Increasingly, as retail and e-tail merchants take an omnichannel approach to their shipping, shippers are growing their use of local carriers beyond their traditional modes of shipment (FTL, LTL, national and regional carriers, and local carriers). In fact, an IbisWorld report shows that over the past five years, the couriers and local delivery services industry in the U.S. has grown by 4.9 percent to reach revenue of $107 billion in 2019.

Why local carriers?

Omnichannel retail strategies seek to deliver goods from an endless aisle of inventory sources located in close proximity to their consumers to save on transportation costs while speeding up delivery.
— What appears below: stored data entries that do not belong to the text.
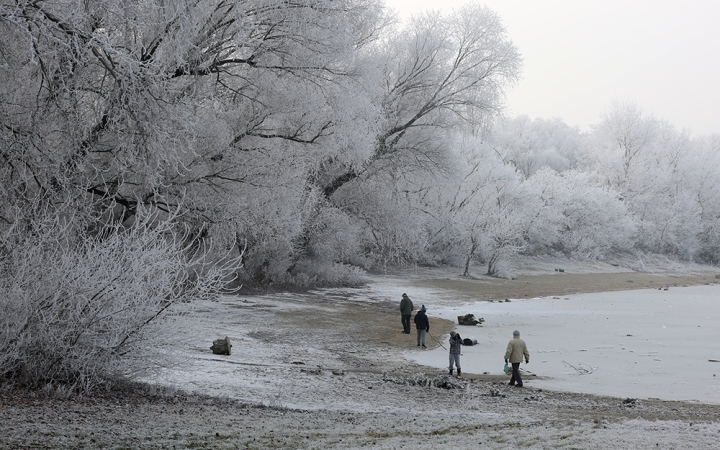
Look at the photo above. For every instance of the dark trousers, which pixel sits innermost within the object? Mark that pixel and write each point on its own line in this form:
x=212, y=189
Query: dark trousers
x=406, y=323
x=516, y=375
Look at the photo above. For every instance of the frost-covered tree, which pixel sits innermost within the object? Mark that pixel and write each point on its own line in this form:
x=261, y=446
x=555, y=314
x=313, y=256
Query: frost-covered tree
x=210, y=116
x=438, y=76
x=530, y=145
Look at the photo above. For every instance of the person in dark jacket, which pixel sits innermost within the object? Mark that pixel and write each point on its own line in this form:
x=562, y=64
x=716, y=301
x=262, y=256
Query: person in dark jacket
x=455, y=348
x=422, y=324
x=406, y=308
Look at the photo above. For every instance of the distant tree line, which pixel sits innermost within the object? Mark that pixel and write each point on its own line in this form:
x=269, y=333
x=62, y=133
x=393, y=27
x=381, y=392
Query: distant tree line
x=219, y=144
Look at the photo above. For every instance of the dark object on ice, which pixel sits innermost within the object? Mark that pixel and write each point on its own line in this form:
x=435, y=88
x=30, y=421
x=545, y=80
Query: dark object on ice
x=630, y=402
x=469, y=319
x=221, y=346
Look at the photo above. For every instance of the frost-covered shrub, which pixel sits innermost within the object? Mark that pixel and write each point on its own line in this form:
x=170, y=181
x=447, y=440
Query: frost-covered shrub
x=82, y=311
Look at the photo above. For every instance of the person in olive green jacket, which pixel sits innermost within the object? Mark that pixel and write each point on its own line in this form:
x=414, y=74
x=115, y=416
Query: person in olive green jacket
x=514, y=353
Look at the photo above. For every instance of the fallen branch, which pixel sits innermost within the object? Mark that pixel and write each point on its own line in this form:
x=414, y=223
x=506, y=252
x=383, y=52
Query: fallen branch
x=582, y=368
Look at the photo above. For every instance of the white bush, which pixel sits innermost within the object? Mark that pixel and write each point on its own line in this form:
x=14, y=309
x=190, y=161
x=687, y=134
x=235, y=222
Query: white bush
x=82, y=311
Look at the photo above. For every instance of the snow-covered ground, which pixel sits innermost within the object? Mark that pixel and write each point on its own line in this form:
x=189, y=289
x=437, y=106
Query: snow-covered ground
x=639, y=343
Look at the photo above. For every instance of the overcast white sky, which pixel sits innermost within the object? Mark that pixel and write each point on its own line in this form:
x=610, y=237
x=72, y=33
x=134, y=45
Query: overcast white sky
x=580, y=55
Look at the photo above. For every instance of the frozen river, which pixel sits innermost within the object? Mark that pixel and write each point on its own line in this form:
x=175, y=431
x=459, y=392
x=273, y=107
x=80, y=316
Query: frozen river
x=661, y=344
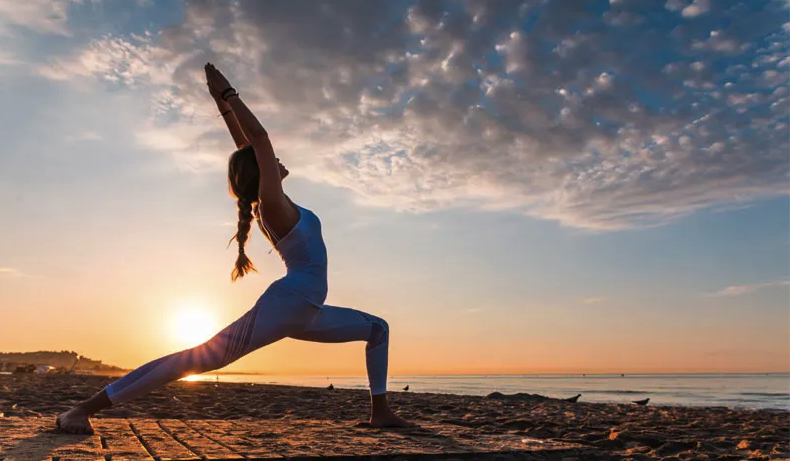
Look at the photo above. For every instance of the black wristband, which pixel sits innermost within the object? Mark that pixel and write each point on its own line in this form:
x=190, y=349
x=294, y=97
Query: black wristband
x=224, y=97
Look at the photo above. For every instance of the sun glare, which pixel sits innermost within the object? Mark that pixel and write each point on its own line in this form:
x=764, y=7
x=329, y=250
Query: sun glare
x=193, y=325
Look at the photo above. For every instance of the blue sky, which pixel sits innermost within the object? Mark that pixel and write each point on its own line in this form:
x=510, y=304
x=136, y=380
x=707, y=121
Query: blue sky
x=516, y=186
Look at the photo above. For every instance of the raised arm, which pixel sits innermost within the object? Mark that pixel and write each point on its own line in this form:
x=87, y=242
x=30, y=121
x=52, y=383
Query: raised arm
x=230, y=120
x=270, y=190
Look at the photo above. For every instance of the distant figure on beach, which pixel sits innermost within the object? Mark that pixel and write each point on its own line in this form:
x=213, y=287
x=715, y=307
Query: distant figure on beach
x=291, y=307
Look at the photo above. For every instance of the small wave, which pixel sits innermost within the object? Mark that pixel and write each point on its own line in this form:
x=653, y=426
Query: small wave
x=765, y=394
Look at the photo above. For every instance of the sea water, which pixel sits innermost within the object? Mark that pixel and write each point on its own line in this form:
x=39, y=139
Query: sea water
x=738, y=391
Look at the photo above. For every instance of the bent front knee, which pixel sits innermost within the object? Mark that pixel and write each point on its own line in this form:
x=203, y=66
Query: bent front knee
x=379, y=334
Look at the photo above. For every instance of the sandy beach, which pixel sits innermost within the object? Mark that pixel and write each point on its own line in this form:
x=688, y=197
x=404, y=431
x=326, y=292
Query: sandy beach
x=607, y=431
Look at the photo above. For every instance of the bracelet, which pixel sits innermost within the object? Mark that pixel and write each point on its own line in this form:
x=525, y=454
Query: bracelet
x=225, y=98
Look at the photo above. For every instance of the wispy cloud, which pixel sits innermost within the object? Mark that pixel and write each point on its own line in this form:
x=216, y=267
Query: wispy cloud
x=738, y=290
x=43, y=16
x=599, y=118
x=594, y=300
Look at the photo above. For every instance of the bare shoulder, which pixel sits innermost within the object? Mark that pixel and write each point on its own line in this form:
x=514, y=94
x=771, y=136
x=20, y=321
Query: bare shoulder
x=281, y=214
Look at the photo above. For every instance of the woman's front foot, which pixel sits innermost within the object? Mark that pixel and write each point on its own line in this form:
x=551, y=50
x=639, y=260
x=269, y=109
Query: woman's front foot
x=75, y=421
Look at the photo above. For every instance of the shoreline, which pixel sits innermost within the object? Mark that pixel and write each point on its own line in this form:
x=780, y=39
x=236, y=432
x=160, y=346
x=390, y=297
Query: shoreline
x=640, y=433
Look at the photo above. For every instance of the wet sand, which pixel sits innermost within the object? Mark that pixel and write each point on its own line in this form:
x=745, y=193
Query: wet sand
x=607, y=431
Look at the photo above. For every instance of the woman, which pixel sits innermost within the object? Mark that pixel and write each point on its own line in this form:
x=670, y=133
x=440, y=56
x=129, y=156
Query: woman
x=292, y=307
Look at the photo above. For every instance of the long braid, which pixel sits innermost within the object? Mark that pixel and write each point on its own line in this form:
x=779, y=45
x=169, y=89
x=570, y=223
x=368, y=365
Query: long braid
x=243, y=263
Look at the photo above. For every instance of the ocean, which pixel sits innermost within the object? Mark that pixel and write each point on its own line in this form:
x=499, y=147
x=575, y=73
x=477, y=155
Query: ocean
x=737, y=391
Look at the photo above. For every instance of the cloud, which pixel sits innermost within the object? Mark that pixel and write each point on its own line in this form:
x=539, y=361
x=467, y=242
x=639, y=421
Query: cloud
x=738, y=290
x=43, y=16
x=594, y=300
x=599, y=115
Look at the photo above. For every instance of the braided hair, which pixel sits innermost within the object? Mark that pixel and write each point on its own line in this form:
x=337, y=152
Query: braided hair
x=243, y=179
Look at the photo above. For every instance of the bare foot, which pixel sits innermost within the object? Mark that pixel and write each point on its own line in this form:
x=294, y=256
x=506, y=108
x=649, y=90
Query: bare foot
x=389, y=420
x=74, y=421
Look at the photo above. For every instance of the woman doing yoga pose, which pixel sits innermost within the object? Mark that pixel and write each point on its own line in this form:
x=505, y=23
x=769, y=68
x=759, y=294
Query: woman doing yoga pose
x=292, y=307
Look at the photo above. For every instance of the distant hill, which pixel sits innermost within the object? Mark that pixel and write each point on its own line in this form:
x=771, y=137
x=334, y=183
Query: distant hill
x=63, y=360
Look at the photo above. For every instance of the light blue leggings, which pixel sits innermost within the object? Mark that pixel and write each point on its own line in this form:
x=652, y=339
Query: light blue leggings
x=275, y=316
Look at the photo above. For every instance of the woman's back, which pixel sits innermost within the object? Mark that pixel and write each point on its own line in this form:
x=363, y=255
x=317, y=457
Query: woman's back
x=304, y=253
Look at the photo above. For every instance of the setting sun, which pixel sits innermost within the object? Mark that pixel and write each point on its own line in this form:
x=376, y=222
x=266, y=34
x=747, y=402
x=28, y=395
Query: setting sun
x=193, y=325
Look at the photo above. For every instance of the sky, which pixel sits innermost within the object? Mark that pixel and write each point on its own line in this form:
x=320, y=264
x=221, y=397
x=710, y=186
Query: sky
x=535, y=186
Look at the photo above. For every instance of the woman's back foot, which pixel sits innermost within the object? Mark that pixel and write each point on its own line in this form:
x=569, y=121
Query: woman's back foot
x=74, y=421
x=389, y=420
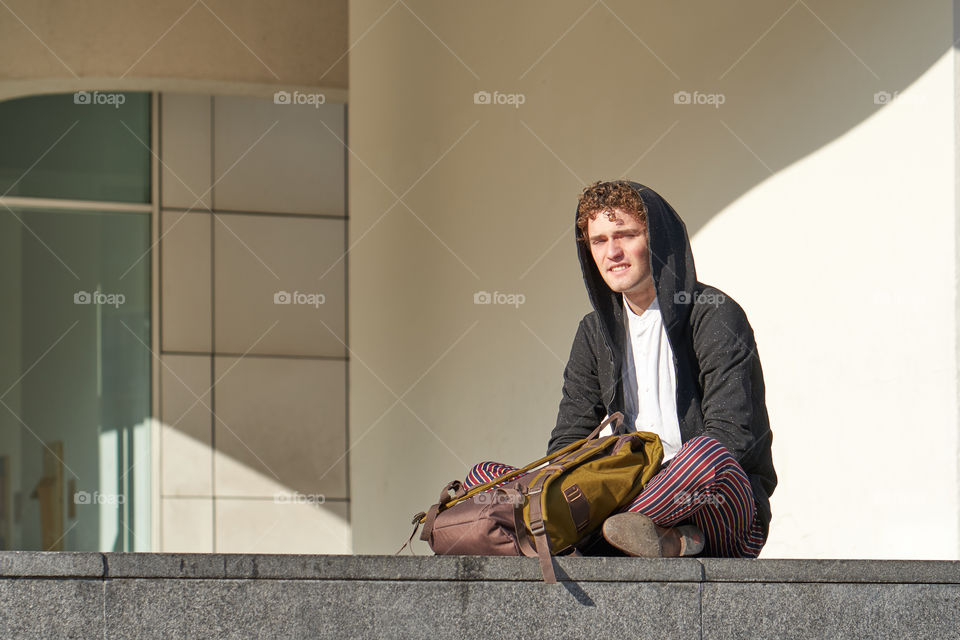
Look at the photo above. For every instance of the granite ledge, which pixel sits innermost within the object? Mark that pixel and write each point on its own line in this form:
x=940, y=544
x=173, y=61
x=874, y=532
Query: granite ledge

This means managing local carriers they can rely on to live up to the retailer’s delivery promise.

Of course, as with any industry shift, with the opportunities presented there are challenges as well. The lines between transportation modes are blurring, which makes carrier management that much more complex. That is giving some 3PLs and other transportation management service companies a chance to help shippers improve delivery by leveraging their industry knowledge and technology.

eShipping is an example of a 3PL that provides transportation management solutions that span all carrier modes. Using Pierbridge’s cloud-based shipping platform, Transtream, they provide their customers with access to a wide network of global, national, regional, and now local carrier services, along with apps that enable eShipping customers to automate intelligent carrier routing and shipping processes. Business rules such as time of day, day of the week, ship from location, and expected time of delivery, take the complexity and guesswork out of multi-carrier management.

eShipping saves their customers time and money, while providing full end-to-end data visibility. These capabilities become even more cost-efficient especially when combined with powerful carbonization algorithms.

Today, shipping is an omnichannel, multi-carrier landscape. It takes good people and best-in-class technology for organizations to optimize delivery.